Richborough Estates welcomes the new National Planning Policy Framework (NPPF) which was issued Tuesday 27 March 2012.  This publishing of a revised planning system replaces cumbersome Planning Policy Guidelines and Statements which should now help the country deal with the accommodation crisis which is seeing new home building at its lowest level for decades.

Giving more control to local authorities and communities, the National Planning and Policy Framework attempts to strike a balance between economic growth, social need and environmental considerations when assessing proposed development.  It also provides landowners, developers and land promoters with simplified set of rules and guidance which should pave the way for more investment.

Mike Jones of Richborough Estates, says: "The proposals are sensible and will balance a community's housing needs against environmental and other considerations. "We now need to see the policies implemented quickly so we can start to tackle the country's acute housing crisis”.

"The new planning system transfers power to local authorities for development in their areas. With that power comes responsibility and authorities need to demonstrate they are meeting their communities' housing needs.
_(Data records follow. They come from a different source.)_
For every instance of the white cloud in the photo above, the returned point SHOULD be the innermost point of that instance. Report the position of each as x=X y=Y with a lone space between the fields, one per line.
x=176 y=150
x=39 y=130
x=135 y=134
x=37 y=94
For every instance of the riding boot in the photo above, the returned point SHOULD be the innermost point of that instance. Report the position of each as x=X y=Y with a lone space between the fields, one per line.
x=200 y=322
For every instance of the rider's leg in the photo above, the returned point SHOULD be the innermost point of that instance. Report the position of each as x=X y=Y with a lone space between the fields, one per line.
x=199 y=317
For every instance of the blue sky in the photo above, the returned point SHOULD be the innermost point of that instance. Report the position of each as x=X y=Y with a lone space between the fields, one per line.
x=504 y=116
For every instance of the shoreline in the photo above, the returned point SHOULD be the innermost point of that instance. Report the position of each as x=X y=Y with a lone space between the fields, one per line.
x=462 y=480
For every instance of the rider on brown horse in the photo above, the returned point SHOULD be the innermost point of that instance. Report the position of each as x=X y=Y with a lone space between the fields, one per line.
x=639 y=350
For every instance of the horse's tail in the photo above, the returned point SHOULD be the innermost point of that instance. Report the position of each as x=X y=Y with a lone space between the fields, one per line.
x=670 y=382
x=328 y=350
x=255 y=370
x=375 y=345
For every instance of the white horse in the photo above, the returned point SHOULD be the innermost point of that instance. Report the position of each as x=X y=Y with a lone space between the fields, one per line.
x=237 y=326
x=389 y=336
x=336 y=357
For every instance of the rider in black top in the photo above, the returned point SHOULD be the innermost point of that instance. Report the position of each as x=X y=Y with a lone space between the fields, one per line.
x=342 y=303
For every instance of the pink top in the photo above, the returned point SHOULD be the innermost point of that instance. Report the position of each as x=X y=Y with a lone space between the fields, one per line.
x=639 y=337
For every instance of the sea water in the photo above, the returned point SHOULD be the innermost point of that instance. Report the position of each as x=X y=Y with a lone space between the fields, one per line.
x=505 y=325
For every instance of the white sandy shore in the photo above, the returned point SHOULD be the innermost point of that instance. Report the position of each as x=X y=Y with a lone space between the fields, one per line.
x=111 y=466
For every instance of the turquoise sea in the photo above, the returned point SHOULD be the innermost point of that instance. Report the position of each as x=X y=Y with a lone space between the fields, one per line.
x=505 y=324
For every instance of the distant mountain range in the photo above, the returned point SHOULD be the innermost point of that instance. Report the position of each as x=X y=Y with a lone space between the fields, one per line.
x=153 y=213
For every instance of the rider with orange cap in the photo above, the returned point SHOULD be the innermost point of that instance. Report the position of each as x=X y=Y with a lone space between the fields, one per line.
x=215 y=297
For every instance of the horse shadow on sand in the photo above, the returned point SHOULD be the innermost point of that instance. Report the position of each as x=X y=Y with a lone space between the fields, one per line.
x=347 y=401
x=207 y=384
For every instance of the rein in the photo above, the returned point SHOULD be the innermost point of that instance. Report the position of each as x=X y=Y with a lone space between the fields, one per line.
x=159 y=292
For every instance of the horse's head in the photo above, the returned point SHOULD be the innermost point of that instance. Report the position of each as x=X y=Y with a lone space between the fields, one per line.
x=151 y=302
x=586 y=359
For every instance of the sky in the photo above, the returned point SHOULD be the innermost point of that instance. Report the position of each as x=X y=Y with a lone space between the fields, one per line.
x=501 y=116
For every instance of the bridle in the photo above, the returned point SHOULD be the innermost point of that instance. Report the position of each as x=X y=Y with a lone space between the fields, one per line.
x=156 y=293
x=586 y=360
The NPPF places the emphasis upon delivery.  Those local planning authorities who are deemed to have a record of persistent under delivery of housing, will have to increase their housing requirements by 20%”.

The NPPF comes at a time when planning permissions are running at record low levels and around half what is needed. HBF's latest Housing Pipeline report, released last month, showed that just 115,000 housing permissions were granted in 2011, half the required level and half the number in 2006. The number of new homes completed in England in 2010 slumped 13 per cent on the previous year, itself the lowest peacetime number on record since 1923.

The number of households is projected to grow from 21.7 million in 2008 to 27.5 million in 2033, a rise of 5.8 million.

Over the last three years, home builders have invested almost £1billion in shared equity schemes to help maintain housing construction, and support almost 30,000 first time buyers in getting a foot on the ladder.